In 2013, the SDU spent over €36 million trying to achieve this. Speeding up the time people wait in EDs and for planned elective care is directly related to having beds in hospitals to treat both emergency and elective patients. The Irish health system has had chronic waiting lists and large numbers of patients who should not be in hospital beds for decades now.
Brendan Drumm, HSE chief from 2005 to 2010, made reducing ‘delayed discharges’ (the term given to those unlucky enough to be left in hospital beds unnecessarily who should be at home in the community or in a nursing home bed) one of his top priorities in his long forgotten “transformation” programme.
In March 2011, when Reilly took up the mantle as health minister, there were 636 delayed discharged patients in hospital. This was down from figures in the 700s in 2009 and 800s in 2010. On 18 March 2013, there were 784 delayed discharges in hospital beds.
This increase has the knock on effect of even longer waits in EDs, cancelled surgery resulting in longer wait times for elective treatment and inappropriate care for those stuck in hospital.
Seven hundred of the 784 delayed discharges were over 65-year-olds. More than half were in Dublin teaching hospitals, while 78 were left to languishin appropriately in hospital beds for more than six months.
This high delayed discharge figure, combined with higher numbers in EDs, resulted in the HSE freeing up 400 additional nursing home support scheme (NHSS) beds in March and suspending NHSS admissions from the community for a three-week period in April. The suspension and the extra NHSS beds were direct efforts to make space for people in overcrowded EDs and more desperate attempts to achieve the SDU’s targets.
By 15 April, the 784 figure had been brought down to 687. Meanwhile, after much noise from our political leaders about ED improvements between 2011 and 2012, the first four months of 2013 saw the numbers of people waiting and the length of their waits creep up again.
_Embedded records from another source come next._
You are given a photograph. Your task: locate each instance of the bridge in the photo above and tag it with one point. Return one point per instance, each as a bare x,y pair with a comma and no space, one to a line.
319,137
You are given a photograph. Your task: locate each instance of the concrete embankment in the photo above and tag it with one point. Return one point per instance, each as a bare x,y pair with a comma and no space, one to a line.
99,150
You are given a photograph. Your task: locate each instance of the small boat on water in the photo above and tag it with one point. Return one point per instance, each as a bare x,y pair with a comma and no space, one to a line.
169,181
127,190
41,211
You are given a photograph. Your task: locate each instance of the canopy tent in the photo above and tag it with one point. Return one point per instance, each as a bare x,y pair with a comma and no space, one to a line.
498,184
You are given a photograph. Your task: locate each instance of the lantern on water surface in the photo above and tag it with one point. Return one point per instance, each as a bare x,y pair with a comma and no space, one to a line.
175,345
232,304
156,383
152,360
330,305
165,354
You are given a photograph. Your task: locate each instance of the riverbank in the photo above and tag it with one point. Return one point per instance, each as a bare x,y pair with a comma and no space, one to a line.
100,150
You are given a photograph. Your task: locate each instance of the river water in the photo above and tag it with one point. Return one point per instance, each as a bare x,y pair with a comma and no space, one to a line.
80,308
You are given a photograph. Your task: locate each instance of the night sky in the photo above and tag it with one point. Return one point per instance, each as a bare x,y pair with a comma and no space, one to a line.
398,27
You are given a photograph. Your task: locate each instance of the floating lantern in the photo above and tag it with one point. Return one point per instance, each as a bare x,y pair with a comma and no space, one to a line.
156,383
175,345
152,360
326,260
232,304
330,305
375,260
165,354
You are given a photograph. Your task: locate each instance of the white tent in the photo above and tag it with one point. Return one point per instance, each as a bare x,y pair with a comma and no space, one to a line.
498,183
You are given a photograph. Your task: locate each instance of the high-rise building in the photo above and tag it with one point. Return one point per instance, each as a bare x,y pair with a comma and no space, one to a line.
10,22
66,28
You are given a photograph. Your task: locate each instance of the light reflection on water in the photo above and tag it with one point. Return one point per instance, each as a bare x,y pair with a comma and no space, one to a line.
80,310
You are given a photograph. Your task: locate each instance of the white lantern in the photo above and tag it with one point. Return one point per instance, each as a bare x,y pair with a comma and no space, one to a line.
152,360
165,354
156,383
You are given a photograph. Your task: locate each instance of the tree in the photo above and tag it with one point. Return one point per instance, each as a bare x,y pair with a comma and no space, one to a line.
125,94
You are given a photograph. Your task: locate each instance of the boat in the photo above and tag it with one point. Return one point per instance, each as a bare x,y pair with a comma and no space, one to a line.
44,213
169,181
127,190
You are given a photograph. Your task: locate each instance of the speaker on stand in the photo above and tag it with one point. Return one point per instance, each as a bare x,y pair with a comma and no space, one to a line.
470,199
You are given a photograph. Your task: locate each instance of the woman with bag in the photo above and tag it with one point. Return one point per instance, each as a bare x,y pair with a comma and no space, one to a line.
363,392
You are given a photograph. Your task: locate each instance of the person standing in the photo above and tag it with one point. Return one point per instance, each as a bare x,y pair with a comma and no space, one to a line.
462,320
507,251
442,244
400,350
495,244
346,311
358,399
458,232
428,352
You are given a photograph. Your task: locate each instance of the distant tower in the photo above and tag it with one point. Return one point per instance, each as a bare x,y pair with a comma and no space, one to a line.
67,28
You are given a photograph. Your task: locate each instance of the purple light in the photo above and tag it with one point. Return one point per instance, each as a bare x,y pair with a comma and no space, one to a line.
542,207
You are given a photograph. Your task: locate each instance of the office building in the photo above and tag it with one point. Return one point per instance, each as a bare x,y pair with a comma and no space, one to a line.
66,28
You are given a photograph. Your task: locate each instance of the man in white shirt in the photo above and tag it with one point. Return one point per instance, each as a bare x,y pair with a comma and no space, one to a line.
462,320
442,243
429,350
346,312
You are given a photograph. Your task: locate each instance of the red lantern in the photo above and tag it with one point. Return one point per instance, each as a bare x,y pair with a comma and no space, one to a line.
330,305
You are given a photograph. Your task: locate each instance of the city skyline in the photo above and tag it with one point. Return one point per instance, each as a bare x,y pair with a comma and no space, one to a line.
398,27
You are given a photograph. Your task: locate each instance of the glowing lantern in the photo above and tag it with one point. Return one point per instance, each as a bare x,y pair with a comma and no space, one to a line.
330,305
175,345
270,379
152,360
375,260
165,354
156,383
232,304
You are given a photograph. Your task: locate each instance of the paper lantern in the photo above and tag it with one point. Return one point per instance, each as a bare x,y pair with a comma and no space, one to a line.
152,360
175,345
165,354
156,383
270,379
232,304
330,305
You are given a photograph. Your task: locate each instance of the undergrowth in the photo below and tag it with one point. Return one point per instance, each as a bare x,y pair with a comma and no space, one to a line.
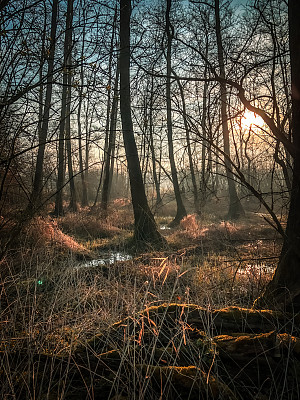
52,309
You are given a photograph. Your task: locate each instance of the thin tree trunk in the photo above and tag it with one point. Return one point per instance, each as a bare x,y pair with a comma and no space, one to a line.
84,197
181,212
63,116
151,139
109,164
284,289
189,150
145,230
35,197
235,207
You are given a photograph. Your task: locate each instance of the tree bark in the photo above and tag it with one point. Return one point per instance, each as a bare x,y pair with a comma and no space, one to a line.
235,207
284,289
35,197
145,230
108,165
181,212
63,117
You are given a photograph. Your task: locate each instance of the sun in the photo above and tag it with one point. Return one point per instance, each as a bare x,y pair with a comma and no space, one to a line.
251,120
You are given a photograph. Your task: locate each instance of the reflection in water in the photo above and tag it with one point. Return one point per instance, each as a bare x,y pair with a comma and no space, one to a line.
107,259
251,269
164,227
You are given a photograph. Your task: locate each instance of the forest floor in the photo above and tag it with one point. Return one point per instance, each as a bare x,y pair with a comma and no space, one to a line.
85,317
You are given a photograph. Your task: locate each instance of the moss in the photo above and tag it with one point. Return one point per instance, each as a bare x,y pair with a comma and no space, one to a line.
189,380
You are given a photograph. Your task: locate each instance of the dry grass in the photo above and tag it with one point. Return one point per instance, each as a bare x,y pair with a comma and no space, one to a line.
53,307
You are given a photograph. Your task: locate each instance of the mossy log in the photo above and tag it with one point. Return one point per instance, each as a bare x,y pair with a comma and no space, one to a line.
189,382
164,319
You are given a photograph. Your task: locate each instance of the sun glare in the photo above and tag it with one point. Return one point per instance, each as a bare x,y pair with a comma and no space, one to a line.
250,120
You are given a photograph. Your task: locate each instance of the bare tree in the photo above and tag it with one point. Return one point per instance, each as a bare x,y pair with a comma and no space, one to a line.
145,230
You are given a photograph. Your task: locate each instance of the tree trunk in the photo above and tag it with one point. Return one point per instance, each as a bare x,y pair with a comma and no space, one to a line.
108,165
189,150
181,212
84,197
158,201
35,197
284,289
63,116
145,230
235,207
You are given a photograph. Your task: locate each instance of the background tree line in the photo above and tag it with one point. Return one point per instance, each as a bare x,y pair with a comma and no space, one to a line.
195,67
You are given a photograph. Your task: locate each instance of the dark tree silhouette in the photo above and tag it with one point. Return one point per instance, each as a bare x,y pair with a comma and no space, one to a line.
145,230
284,289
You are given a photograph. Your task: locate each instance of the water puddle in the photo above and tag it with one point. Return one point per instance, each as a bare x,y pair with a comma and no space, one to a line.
164,227
107,259
254,269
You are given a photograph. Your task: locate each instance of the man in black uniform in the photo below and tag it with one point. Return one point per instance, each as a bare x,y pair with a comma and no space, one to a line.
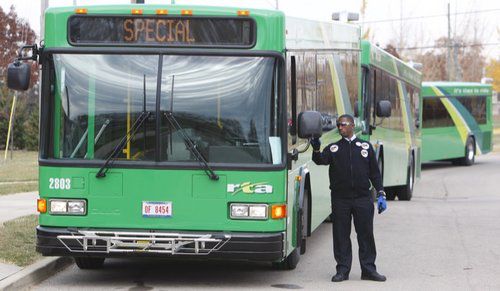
352,165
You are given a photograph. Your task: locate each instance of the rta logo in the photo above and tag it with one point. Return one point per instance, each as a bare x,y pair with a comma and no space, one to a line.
249,188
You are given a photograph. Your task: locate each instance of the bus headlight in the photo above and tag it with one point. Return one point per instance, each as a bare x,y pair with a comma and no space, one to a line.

There was a reduction of 2,500 in 2012 compared to 2011 (a 22 per cent reduction year-on-year), but the 2013 figures are the same as 2012 and when extra beds on wards are counted they are above the 2011 peak.
There have been improvements in reducing the longest waiters for elective treatment. Most people are waiting for less time, but a majority are still waiting far too long. Much media hype has been given to people in the West waiting more than four years for an out-patient appointment. Of course no one should wait a year, let alone four years, for an appointment, but at least the HSE is now publishing out-patient waiting times and has set a target to reduce them.
There is no doubt that it is very hard to achieve a reduction in hospital wait times in the context of cutbacks of more than €1.5 billion and 10,000 staff in the public health system.
However, it is proving impossible to do so without transferring care from hospital to the community, without reducing the cost of care and changing the way we pay for care.
Perpetual budget overruns and delays in the introduction of free GP care, fewer home help hours in first two months of 2013 compared to previous years, and continued long waits for hospital care are all evidence of the perfect storm for an overly burdened, contracting, yet costly, health system in crisis and a government that is failing spectacularly to deliver on its promise of a reformed health system.